Réunion d'hiver SMC 2023

Montréal, 1 - 4 decembre 2023


The many facets of random matrix theory
Org: Lucas Benigni (Université de Montréal), Elizabeth Collins-Woodfin (McGill) et Elliot Paquette (McGill)

GIORGIO CIPOLLONI, Princeton University
Logarithmically correlated fields in non-Hermitian random matrices  [PDF]

We prove that for matrices with i.i.d. entries the fluctuations of their eigenvalues converge to a 2D log-correlated field. We study the extremal value of this field and demonstrate its logarithmic dependence on the matrix dimension. I will then explain how a 3D log-correlated field naturally emerges from dynamics on non-Hermitian matrices.

JONATHAN HUSSON, University of Michigan
Generalized empirical covariance matrices and large deviations.  [PDF]

In many applications of random matrix theory, such as Principal Component Analysis or the study of random landscapes, the behavior of the largest eigenvalue is of particular importance. In this talk, we will consider a model of generalized empirical covariance matrix and we will state a large deviation principle for its largest eigenvalue. The main tool of the proof is the use of a spherical integral of rank one as a proxy for this largest, eigenvalue. This makes possible to tackle not only Gaussian entries but also so-called "sharp sub-Gaussian" entries such as Rademacher random variables. We then have a universality phenomenon - which is rather surprising in the large deviation regime - as well as an elegant representation for the rate function. This talk is based on a collaboration with Ben McKenna.

VISHESH JAIN, University of Illinois Chicago
Invertibility of random matrices  [PDF]

Motivated by applications to numerical analysis and the study of the limiting spectral distribution of random matrices, the fundamental problem of establishing the invertibility of random square matrices and providing accompanying lower-tail estimates for the smallest singular value has been intensely studied, especially during the past 20 years. In this talk, we will survey some recent developments in this area from the past few years and highlight possible directions for future investigation.

JUSTIN KO, University of Waterloo
Spectral Phase Transitions in Non-Linear Wigner Spiked Models  [PDF]

In this talk, we discuss the asymptotic behavior of the spectrum of a random matrix where a non-linearity is applied entry-wise to a Wigner matrix perturbed by a rank-one spike with independent and identically distributed entries. In this setting, we show that when the signal-to-noise ratio scale as $N^{\frac 12 (1-1/k_\star)}$, where $k_\star$ is the first non-zero generalized information coefficient of the function, the non-linear spike model effectively behaves as an equivalent spiked Wigner matrix, where the former spike before the non-linearity is now raised to a power $k_\star$. This allows us to study the phase transition of the leading eigenvalues, generalizing part of the work of Baik, Ben Arous and Péché to these non-linear models. We also will explain an application of this result to estimate a low-rank matrix from non-linear and possibly noisy observations. This talk is based on recent and upcoming work with Alice Guionnet, Florent Krzakala, Pierre Mergny, and Lenka Zdeborová.

BENJAMIN LANDON, University of Toronto
Regularity conditions in the CLT for random matrices  [PDF]

A classical result in random matrix theory is that for wide classes of Hermitian matrices, Linear Spectral Statistics of the form $\sum_{i=1}^N f ( \lambda_i )$ have asymptotic Gaussian fluctuations in the limit of large dimension $N \to \infty$. For Wigner matrices, the limiting variance is a Sobolev-type norm, the $H^{1/2}$ norm of the function expressed in the basis of Chebyshev polynomials.

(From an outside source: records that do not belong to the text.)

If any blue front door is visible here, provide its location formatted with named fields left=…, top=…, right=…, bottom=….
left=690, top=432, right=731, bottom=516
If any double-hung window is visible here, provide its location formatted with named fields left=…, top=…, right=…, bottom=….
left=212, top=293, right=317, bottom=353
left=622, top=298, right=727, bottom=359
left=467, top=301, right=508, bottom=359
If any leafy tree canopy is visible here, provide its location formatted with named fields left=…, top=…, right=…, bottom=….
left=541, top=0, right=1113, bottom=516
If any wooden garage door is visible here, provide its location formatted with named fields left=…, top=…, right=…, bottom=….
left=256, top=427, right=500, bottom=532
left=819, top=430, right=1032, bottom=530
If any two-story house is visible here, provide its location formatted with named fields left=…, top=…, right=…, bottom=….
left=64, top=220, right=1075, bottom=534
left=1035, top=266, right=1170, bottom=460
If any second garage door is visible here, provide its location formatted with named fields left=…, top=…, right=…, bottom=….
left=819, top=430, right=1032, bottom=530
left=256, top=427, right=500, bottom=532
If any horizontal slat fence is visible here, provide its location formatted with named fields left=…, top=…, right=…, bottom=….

Conjecturally, the CLT should hold as soon as the expression for the limiting variance is finite, but most results on the CLT require significantly stricter regularity conditions. In this talk we will review recent progress on this conjecture.

Joint work with P. Sosoe.

Matrix Dyson Equation for Correlated Linearizations  [PDF]

The exploration of large random matrices through asymptotic deterministic equivalents has been approached by a multitude of techniques. One approach employs the matrix Dyson equation to establish an asymptotic equivalence between a random resolvent and the solution of a matrix fixed point equation. Another, the linearization trick, has proven effective in studying rational functions of random matrices. This trick involves embedding a matrix expression into a larger random matrix, known as a linear matrix pencil, with a simplified correlation structure.

In this presentation, we introduce an extension of the matrix Dyson equation framework tailored specifically for linearizations. This extends previous work which has focused primarily on the case of pencils with blocks of canonical Wigner or Circular type. Within this framework, we derive an anisotropic global law for a broad class of pseudo-resolvents with general correlation structures. To highlight the practical implications of our framework, we apply it to a problem coming from machine learning. Specifically, we apply it to derive an exact asymptotic expression for the validation error of random features ridge regression and establish a general Gaussian equivalence result.

ANDRAS MESZAROS, University of Toronto
Eigenvectors of the square grid plus GUE  [PDF]

Eigenvectors of the GUE-perturbed discrete torus with uniform boundary conditions retain some product structure for small perturbations but converge to discrete Gaussian waves for large perturbations. We determine where this phase transition happens. Joint work with Balint Virag.

JAMES MINGO, Queen's UNiversity
Infinitesimal Operators  [PDF]

In this talk (which is joint work with Pei-Lun Tseng (NYU Abu Dhabi)) I will show that free independence can be adapted to give spectral results on finite rank perturbations of unitarily invariant matrix ensembles.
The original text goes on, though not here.